Okay. And just maybe moving on to the asset sales, I know that you pointed out, and you’ve shown in the past. Is there anything moving to the front that -- front of the line based on what's happened with commodities and just investor interest that we should be thinking about, that you're seeing that's sort of developing better than people think?

Paul Rady

Analyst

Could you say that again, what…?

Gregg Brody

Analyst

You’ve listed a number of asset sales off. I'm curious what do you think is moving to the front of the line in terms of opportunities?

Paul Rady

Analyst

Yes, I'd say we have a whole portfolio of discussions going on, so can’t really characterize that at this point, Gregg.

Gregg Brody

Analyst

Got it.

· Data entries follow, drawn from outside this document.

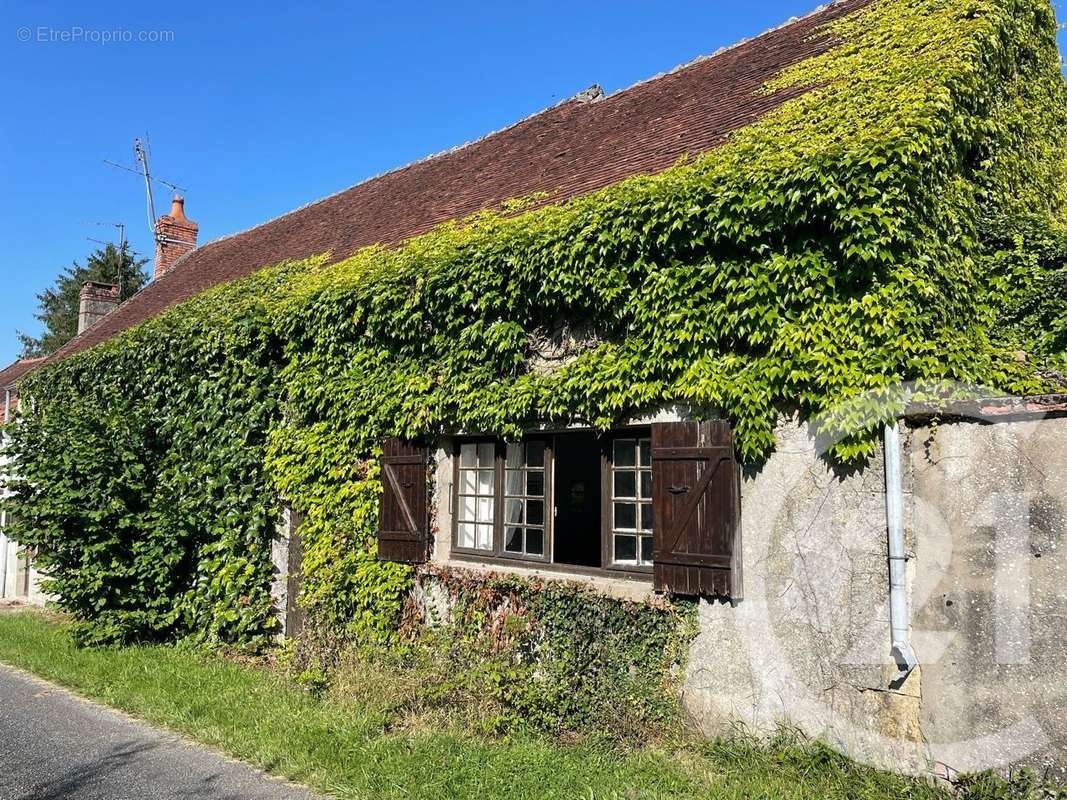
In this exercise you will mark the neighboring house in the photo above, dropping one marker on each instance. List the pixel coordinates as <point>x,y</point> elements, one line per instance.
<point>904,649</point>
<point>18,579</point>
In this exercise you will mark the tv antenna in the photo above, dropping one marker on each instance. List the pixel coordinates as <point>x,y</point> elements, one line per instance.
<point>122,245</point>
<point>142,150</point>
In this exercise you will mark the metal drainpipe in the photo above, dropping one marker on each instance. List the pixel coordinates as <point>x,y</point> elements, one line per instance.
<point>3,514</point>
<point>901,651</point>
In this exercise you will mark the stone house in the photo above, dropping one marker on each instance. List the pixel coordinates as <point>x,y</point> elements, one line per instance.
<point>910,612</point>
<point>18,579</point>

And just one more from me. Just noticed the letters of credit went up about a 100 million this quarter. What drove that and how should we be thinking about that in the surety market, how that should play through to the next year?

Paul Rady

Analyst

We actually talked about that in the February conference call that occurred in January with the kind of the downgrades that -- from the rating agencies that occurred in January, we haven't had any further LCs. That number was actually 710 million at year end of LCs and we actually accessed surety bonds for 80 million. It brought it down to 630 million at year end and we did have that pickup of a 100 million that we talked about in February to 730 million. But that's where we see it right now.

Gregg Brody -- Bank of America

Analyst

Maybe just one more if I can. Just your program here, how should we think about the mix of production changing relative to today for next year?

Paul Rady

Analyst

It’s the same.

Glen Warren

Analyst

Yes, if we start to mix in gas drilling next year, you really wouldn't see much of an impact until probably 2022 Gregg and with such a big production base, it would take a while to change that mix for very much. So right now we're still on the 68% gas and 32% liquids range.

Operator

Operator

The next question comes from Welles Fitzpatrick of SunTrust. Please proceed with your question.

Welles Fitzpatrick

Analyst · your question.

I noticed VPPs have kind of hopped into the potential menu for monetization. Can you talk to how those got in there? I mean is that -- is override market maybe just a little bit soft like we're seeing in the public mineral company multiples or does that broaden the potential list of buyers that you could transact with?

Glen Warren

Analyst · your question.

Well, VPPs are somewhat similar as overrides, obviously. So it is a bit of a similar market and VPP tend to be more of a bank market. And it's just something -- it's another tool, in tool chest that’s I think very viable right now, along with overrides and other things too. But really, all the assets that we laid out there are becoming more and more attractive with the rise in the natural gas strip and we think eventually nice move in NGL prices.

Welles Fitzpatrick

Analyst · your question.

Okay. And then just one clarification on buy-in. So ‘21 has 40 to 45 new wells obviously excluding the DUCs, with two rigs. Am I getting that right? That seems like a little bit of a slower pace than you guys have been turning in?

Paul Rady

Analyst · your question.

Now, I think that's more like 1.5 rigs. Now each rig gets you about 30 wells.

Glen Warren

Analyst · your question.

We're drilling these wells by the rig release 10.5 days now, 12,000 foot lateral, so it’s a pretty hefty pace, just gets better.

Operator

Operator

There are no additional questions at this time. I'd like to turn the call back to Mike Kennedy for closing remarks.

Mike Kennedy

Analyst

Thank you for listening to our first quarter conference call. If you have any further questions, please feel free to reach out to us. Thanks again.

Operator

Operator

This concludes today's conference. You may disconnect your lines at this time. Thank you for your participation.